In the race to see who will become the first canonized black American saint, one candidate’s cause has advanced: Mother Mary Lange, a renowned educator and founder of the Oblate Sisters of Providence, the first community of religious sisters in the United States for women of color.
In an announcement last week from the Archdiocese of Baltimore, where Mother Mary Lange lived and served, Archbishop William Lori said that “I’m happy to say her cause is moving along.”
After meeting with Vatican officials about Lange’s cause last week, Lori reported that the paper arguing for her life of heroic virtue was nearly finished, and that the “positio,” another document arguing for her cause for canonization, was complete and being sent to the Congregation for the Causes of Saints. If approved, the document will be forwarded to Pope Francis, who would then be able to grant the title of “Venerable” to Mother Mary Lange.

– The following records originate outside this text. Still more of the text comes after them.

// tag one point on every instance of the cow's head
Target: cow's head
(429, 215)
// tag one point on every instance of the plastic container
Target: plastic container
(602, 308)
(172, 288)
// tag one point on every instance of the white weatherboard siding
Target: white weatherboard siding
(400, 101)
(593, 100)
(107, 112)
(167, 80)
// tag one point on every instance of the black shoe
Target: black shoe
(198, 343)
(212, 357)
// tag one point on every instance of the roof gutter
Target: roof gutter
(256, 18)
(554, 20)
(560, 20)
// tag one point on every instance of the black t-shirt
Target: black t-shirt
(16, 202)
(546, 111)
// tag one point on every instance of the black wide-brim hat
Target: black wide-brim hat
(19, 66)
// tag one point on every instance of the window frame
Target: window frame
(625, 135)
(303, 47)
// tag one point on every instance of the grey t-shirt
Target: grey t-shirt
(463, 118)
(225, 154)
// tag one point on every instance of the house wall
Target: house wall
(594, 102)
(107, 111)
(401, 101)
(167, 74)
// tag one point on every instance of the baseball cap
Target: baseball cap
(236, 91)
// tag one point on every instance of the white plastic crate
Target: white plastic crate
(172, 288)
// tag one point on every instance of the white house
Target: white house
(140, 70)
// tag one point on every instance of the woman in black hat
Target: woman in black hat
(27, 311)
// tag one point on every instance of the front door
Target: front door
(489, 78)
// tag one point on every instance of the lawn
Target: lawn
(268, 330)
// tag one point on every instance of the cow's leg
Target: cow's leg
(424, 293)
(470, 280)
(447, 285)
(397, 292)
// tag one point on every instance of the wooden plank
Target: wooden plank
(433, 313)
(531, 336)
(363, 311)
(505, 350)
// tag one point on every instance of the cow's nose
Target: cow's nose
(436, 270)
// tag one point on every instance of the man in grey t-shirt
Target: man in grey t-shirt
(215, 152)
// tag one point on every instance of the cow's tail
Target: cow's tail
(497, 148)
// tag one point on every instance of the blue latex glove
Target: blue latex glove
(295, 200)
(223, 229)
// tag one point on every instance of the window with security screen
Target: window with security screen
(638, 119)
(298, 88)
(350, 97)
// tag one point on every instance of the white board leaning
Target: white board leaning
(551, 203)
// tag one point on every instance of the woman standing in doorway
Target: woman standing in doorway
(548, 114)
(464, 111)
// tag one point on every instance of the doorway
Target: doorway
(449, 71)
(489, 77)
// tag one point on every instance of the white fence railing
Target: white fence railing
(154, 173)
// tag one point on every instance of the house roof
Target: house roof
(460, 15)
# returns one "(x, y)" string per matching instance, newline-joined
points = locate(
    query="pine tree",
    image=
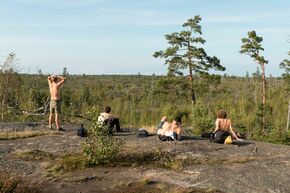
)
(252, 47)
(184, 53)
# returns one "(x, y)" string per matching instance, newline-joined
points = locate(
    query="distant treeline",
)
(142, 100)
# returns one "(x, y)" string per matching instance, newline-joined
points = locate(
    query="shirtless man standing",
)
(169, 131)
(54, 83)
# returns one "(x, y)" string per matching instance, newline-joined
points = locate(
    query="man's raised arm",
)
(62, 80)
(49, 79)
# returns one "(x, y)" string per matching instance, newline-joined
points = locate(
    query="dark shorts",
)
(55, 106)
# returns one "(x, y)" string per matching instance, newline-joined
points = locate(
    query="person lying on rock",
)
(223, 131)
(109, 119)
(169, 131)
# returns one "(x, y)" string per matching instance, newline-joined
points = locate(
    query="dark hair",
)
(177, 119)
(107, 109)
(222, 114)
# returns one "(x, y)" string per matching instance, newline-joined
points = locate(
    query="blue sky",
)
(119, 37)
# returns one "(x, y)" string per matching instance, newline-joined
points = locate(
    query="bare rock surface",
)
(241, 167)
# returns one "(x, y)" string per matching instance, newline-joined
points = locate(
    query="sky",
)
(120, 36)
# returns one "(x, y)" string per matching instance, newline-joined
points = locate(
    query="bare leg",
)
(50, 120)
(57, 121)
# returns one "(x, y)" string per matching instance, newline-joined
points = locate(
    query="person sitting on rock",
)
(169, 131)
(223, 130)
(108, 119)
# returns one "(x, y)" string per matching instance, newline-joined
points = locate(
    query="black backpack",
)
(142, 133)
(82, 132)
(219, 136)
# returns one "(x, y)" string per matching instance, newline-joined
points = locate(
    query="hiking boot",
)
(60, 129)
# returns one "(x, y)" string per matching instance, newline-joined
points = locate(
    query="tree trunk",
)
(288, 118)
(264, 84)
(193, 101)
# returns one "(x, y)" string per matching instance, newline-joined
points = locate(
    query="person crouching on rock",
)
(169, 131)
(223, 130)
(106, 118)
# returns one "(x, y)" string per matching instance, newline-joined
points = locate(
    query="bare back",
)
(54, 89)
(169, 127)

Scant concrete details are known about the early life of Mother Lange. She was born Elizabeth Clarisse Lange sometime around the year 1784, most likely in a French-speaking area of Santiago, Cuba. Her parents were reportedly refugees who fled to Cuba from a revolution in their native Saint Domingue (in present-day Haiti), according to the Black and Indian Mission Office.
In the early 1800s, Lange emigrated to the United States from Cuba, and settled in Baltimore, Maryland, a popular landing spot for other French-speaking Catholic Haitian refugees at the time. She arrived in the U.S. well-educated and with some money to her name, indicating that her parents were also educated and well-off.
According to the Mother Lange Guild, Lange was living in Baltimore by 1813, and soon after realized that the children of her fellow refugees were in desperate need of education, something that was hard to come by for black children in pre-Civil War America.
Together with a friend, Marie Magdelaine Balas, Lange began offering free education to children of color from her home. In 1828, Lange was approached by a priest, Reverend James Hector Joubert, S.S., about officially founding a Catholic school for girls of color. Lange told the priest that she had been wanting to dedicate her life to God, and that she wanted to start not only the school but also a religious order of sisters for women of color. Permission was granted, and in 1829, Lange and three other women (including Balas) took their first vows as Oblate Sisters of Providence. Lange, who became the superior of the order, took the religious name of Mary, and became known as Mother Mary Lange.
The first paragraph of their order’s rule spelled out their vocation and mission: “The Oblate Sisters of Providence are a religious society of virgins and widows of color. Their end is to consecrate themselves to God in a special manner not only to sanctify themselves and thereby secure the greater glory of God, but also to work for the Christian education of colored children.”
“Our sole wish is to do the will of God,” Mother Lange once said of her order, according to the Oblate Sisters.
The school founded by the sisters, St. Frances Academy, is the oldest, continuously running school for black Catholics in the United States, and remains open today. By 1860, all children of color attending Catholic school in Baltimore were educated in schools run by the Oblate Sisters.
In 1843, the sisters suffered a blow at the death of Fr. Joubert, who had been their biggest supporter since the founding of the order. Combating poverty and racism, the sisters scrambled to shore up their order as some members left, and the Sulpician priests, the order to which Joubert had belonged, were no longer able to support the sisters.
“There was a sense of abandonment at the dwindling number of pupils and defections of her closest companions and co-workers,” the Mother Lange Guild states in her biography. “Yet, through it all Mother Mary never lost faith in Providence.”
During her lifetime, Lange and her sisters not only educated children of color, but they housed orphans and vulnerable elderly, and took in extra washing and mending and begged on the streets to support those in their care. In 1832, the sisters also cared for the terminally ill during the cholera epidemic. After the Civil War, the sisters cared for dozens of black orphans who were living in Baltimore. On February 3, 1882, after a long life of service to others, Mother Mary Lange died.
“Mother Mary Lange practiced faith to an extraordinary degree,” the Guild wrote of her. “In fact, it was her deep faith which enabled her to persevere against all odds. To her black brothers and sisters she gave of herself and her material possessions until she was empty of all but Jesus, whom she shared generously with all by being a living witness to his teaching.”
Lori added that Mother Lange was “a person who was in every way a pioneer” who “stood head and shoulders above the racism of her era.”
Should Lange be declared Venerable, the next step in her cause for canonization would be for a miracle through her intercession to occur and be approved by the Vatican.